In a TED talk, novelist Chimamanda Adichie tells her story of growing up in middle-class Nigeria and confronting her own stereotypes. She talks about how the “stories” she grew up with impacted her perception of the world and how she’s seen similar biases in people and cultures around the world.
Her story challenged me to expand my own story collection and examine my stereotypes. Too often, the media bombards us with a single perspective that begins to form a picture of a country or people group that is lopsided. Recently my church launched an initiative called “Greater Things.” Part of this initiative is to launch the Hope Partnership to partner our church with four organizations that are targeting the issues of HIV/AIDS and the plight of orphans and widows in the countries of Zambia, Malawi, and Kenya. This is a beautiful and admirable goal and I’m excited to see the impact it has.

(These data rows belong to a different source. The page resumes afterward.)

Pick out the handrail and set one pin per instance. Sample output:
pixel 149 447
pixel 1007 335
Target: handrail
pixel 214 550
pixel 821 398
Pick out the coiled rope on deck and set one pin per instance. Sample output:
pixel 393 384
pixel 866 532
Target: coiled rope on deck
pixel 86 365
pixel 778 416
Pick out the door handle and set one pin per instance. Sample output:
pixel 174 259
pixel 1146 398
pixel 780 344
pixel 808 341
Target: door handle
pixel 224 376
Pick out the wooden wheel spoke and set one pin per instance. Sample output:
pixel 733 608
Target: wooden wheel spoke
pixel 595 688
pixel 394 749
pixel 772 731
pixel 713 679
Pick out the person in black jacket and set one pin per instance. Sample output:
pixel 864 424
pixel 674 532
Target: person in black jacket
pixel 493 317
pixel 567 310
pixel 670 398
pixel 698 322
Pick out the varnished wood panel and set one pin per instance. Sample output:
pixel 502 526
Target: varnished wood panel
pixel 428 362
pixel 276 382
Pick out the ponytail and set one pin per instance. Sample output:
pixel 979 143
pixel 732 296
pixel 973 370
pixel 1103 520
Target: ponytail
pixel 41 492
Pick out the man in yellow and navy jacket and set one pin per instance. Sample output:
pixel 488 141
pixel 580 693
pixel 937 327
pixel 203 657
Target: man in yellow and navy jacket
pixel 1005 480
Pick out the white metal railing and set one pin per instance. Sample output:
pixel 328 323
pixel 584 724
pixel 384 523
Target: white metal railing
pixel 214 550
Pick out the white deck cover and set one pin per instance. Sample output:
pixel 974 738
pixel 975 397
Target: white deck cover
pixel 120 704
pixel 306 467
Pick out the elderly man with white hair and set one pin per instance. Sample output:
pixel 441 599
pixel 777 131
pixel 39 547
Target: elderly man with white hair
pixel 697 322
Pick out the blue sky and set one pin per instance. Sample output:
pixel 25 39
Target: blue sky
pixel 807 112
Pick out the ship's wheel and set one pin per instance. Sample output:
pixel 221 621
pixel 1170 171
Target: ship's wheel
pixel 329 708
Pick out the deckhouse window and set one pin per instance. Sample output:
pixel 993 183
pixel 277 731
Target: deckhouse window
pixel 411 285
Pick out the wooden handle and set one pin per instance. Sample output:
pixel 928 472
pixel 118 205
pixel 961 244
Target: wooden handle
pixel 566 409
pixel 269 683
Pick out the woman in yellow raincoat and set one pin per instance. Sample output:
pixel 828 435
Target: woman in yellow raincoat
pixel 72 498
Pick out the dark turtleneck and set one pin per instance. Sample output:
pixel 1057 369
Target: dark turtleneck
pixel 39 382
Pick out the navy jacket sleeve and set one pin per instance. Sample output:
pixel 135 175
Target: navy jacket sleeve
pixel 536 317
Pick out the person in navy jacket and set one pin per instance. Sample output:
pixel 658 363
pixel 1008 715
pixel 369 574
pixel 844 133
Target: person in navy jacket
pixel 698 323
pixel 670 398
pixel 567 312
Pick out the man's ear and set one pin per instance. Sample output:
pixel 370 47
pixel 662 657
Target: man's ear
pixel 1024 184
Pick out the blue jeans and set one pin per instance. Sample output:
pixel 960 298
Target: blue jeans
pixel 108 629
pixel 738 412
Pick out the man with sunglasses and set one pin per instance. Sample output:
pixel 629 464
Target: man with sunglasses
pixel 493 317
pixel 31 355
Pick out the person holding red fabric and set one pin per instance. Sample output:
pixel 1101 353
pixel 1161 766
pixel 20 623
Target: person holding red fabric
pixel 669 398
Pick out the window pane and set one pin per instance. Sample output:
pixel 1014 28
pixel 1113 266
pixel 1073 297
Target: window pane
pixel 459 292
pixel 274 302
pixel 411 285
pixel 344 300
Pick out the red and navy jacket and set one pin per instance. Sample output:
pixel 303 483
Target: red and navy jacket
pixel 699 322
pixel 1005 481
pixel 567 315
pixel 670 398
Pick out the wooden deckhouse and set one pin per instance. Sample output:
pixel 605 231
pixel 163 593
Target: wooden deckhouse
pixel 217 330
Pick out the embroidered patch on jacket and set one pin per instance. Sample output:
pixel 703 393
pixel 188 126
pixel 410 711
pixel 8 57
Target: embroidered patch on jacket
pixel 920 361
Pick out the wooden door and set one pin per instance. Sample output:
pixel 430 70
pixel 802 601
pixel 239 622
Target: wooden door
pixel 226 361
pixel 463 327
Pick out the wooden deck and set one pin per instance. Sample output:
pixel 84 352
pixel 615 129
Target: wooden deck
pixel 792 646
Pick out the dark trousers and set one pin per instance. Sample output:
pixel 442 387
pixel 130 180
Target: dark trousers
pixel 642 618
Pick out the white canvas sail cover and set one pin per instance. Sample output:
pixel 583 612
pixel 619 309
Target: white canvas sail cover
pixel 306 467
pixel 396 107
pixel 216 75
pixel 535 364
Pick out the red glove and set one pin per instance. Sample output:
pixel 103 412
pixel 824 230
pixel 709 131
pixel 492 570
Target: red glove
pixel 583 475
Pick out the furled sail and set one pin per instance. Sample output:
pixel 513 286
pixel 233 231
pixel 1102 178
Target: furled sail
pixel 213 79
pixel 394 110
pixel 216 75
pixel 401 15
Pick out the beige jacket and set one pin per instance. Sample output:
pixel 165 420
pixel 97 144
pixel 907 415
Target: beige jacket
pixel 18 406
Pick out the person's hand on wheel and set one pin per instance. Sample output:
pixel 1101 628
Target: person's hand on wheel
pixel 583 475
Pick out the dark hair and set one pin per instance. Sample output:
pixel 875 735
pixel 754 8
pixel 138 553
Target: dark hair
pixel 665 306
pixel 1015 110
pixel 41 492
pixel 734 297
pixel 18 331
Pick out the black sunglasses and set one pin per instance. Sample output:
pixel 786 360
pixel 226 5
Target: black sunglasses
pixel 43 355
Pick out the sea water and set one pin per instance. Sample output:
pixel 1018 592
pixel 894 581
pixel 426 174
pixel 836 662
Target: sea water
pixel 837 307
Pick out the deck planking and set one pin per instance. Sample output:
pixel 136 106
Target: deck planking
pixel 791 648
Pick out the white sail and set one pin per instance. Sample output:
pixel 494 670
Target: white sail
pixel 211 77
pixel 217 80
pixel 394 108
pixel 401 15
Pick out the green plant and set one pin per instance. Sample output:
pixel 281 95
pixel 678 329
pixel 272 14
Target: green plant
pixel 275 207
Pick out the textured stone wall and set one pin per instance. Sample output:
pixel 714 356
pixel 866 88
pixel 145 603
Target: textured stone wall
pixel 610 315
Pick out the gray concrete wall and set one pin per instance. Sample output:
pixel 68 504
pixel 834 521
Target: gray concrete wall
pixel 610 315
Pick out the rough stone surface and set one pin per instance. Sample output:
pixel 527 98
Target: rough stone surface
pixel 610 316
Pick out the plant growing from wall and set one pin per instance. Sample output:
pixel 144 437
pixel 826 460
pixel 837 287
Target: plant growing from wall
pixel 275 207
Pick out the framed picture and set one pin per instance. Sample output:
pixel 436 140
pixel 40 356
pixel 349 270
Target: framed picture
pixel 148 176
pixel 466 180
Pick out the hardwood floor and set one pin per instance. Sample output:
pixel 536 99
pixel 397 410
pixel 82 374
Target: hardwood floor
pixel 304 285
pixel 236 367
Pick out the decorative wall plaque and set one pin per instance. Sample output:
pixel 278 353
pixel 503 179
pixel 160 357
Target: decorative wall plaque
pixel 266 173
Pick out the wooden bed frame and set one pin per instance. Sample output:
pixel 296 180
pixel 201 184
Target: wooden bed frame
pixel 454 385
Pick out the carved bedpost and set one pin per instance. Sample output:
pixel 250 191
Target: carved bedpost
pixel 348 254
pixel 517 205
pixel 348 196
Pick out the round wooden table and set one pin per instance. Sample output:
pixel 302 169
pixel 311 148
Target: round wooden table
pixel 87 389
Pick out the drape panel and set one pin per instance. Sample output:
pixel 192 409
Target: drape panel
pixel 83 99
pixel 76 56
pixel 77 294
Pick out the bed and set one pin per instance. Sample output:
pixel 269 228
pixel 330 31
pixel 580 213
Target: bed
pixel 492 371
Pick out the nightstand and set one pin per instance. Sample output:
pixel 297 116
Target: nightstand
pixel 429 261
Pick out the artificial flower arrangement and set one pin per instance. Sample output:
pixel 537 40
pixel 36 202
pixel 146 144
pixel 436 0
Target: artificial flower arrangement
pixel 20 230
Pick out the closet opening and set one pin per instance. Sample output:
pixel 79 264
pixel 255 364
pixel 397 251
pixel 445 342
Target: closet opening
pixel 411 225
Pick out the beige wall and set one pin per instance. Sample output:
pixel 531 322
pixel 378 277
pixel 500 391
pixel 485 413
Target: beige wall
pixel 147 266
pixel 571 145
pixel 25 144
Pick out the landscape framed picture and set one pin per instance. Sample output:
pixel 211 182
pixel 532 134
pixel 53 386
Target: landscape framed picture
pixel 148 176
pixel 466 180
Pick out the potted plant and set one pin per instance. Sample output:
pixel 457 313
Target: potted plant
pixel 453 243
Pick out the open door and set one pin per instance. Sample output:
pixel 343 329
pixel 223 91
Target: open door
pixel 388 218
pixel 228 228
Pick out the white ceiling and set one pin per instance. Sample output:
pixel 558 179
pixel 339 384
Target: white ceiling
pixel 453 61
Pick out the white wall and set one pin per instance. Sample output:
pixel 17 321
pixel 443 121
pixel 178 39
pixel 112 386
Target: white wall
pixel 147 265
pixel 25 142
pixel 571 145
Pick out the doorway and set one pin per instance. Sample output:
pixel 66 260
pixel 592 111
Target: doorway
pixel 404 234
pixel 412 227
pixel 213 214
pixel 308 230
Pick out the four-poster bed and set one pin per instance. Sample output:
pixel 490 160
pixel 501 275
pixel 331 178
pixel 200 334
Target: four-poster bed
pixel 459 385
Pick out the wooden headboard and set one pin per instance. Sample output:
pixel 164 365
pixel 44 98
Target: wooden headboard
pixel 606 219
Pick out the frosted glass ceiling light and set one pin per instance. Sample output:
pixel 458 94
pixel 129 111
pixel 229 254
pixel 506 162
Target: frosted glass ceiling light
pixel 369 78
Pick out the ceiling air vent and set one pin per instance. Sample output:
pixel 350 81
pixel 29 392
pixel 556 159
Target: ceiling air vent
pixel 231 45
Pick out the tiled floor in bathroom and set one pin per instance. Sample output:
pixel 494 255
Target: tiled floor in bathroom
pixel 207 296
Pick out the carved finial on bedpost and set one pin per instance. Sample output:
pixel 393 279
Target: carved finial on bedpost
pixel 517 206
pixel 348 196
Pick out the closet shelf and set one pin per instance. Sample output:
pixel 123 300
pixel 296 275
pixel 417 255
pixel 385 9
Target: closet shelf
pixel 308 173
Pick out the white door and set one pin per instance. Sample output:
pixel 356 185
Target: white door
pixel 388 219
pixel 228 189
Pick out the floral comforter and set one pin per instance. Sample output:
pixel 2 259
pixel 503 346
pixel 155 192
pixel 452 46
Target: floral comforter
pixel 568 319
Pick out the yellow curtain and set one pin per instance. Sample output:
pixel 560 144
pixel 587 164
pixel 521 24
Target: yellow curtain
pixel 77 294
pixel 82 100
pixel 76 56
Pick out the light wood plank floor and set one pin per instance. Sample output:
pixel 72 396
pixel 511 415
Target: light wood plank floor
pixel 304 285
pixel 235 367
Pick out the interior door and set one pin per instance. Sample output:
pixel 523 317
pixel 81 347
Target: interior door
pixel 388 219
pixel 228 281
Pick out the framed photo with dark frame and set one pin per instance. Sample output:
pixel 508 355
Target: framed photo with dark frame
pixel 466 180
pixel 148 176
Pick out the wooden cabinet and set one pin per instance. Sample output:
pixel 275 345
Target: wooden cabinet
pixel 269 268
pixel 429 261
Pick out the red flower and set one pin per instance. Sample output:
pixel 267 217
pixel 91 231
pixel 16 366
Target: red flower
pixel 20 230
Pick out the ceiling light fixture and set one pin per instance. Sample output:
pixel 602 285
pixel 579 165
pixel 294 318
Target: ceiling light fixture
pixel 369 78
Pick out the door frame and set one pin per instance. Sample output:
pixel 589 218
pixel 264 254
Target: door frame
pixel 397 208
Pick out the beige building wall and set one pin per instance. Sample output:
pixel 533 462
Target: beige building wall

Yet, as with many other stories of Africa, this continues to reinforce my image of that continent as one plagued with poverty, disease, and destitution. Yet there is so much more to Africa than just those in dire straits!
In fact, I’m challenged by my public school education and its focus on an Americentric/Eurocentric take on world history. As my wife and I homeschool our kids, we’re purposefully seeking out resources and curriculum that provide a more balanced view of history and the events that have shaped the world.
Chimamanda’s talk is engaging, humorous, and often convicting. Enjoy!